Hmmm? I see the biggest problem with most of these decisions as being INVALID, Not one of these case did the “supreme Court” hear in it’s “Original Jurisdiction” and according to Article 3, section 2 is wholly invalid and not binding on ANY STATE. An Appellate Decision by the supreme Court CANNOT APPLY TO A STATE, only to the Original Parties involved. The States should just tell the Court to Pound Sand, and any Judge from an Inferior Court that they have NO JURISDICTION in State Matters.

Article 3, section 2:
In all Cases affecting Ambassadors, other public Ministers and Consuls, and those in which a State shall be Party, the supreme Court shall have original Jurisdiction. In all the other Cases before mentioned, the supreme Court shall have appellate Jurisdiction, both as to Law and Fact, with such Exceptions, and under such Regulations as the Congress shall make.
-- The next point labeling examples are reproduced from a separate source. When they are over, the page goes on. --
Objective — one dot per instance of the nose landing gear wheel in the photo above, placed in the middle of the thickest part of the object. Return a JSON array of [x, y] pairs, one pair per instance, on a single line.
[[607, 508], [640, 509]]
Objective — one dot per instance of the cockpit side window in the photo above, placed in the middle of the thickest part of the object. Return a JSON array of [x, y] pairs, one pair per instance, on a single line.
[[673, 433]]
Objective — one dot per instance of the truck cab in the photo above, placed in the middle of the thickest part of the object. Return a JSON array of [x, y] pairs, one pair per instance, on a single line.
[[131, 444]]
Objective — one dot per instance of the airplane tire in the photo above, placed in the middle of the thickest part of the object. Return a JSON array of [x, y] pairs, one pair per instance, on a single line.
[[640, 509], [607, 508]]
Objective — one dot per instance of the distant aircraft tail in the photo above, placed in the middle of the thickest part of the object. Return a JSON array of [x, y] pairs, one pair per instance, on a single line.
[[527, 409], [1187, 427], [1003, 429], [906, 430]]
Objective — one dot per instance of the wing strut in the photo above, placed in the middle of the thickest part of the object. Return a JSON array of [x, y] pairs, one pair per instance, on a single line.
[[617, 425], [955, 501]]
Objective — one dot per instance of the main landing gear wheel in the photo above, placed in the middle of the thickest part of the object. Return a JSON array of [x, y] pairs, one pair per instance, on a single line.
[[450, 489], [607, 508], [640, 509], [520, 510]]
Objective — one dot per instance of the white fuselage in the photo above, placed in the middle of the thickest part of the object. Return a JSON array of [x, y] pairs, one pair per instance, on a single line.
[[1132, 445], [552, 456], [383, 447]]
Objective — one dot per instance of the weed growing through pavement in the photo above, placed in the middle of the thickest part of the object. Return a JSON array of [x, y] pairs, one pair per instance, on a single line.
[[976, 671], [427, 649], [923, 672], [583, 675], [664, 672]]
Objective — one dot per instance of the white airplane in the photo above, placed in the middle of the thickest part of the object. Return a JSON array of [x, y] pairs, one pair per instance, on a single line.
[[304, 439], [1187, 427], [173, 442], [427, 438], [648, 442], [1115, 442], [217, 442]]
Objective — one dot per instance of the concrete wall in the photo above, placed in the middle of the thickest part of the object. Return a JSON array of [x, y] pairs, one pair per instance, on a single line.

Authority of Inferior Courts over a STATE:

A recent detailed study of the courts of all 50 states and the District of Columbia determined that 46 states and the District of Columbia adopt the position that the precedents of lower federal courts are not binding in their jurisdictions. Wayne A. Logan, A House Divided: When State and Lower Federal Courts Disagree on Federal Constitutional Rights, 90 Notre Dame L. Rev. 235, 280-81 (2014). The position of three other states is uncertain. Only one state (Delaware) defers to the constitutional decisions of lower federal courts. Id. At 281.

Federal courts have recognized that state-court review of constitutional questions is independent of the same authority lodged in the lower federal courts. “In passing on federal constitutional questions, the state courts and the lower federal courts have the same responsibility and occupy the same position; there is a parallelism but not paramountcy for both sets of courts are governed by the same reviewing authority of the Supreme Court.” United States ex rel.Lawrence v. Woods, 432 F.2d 1072, 1075 (7th Cir. 1970).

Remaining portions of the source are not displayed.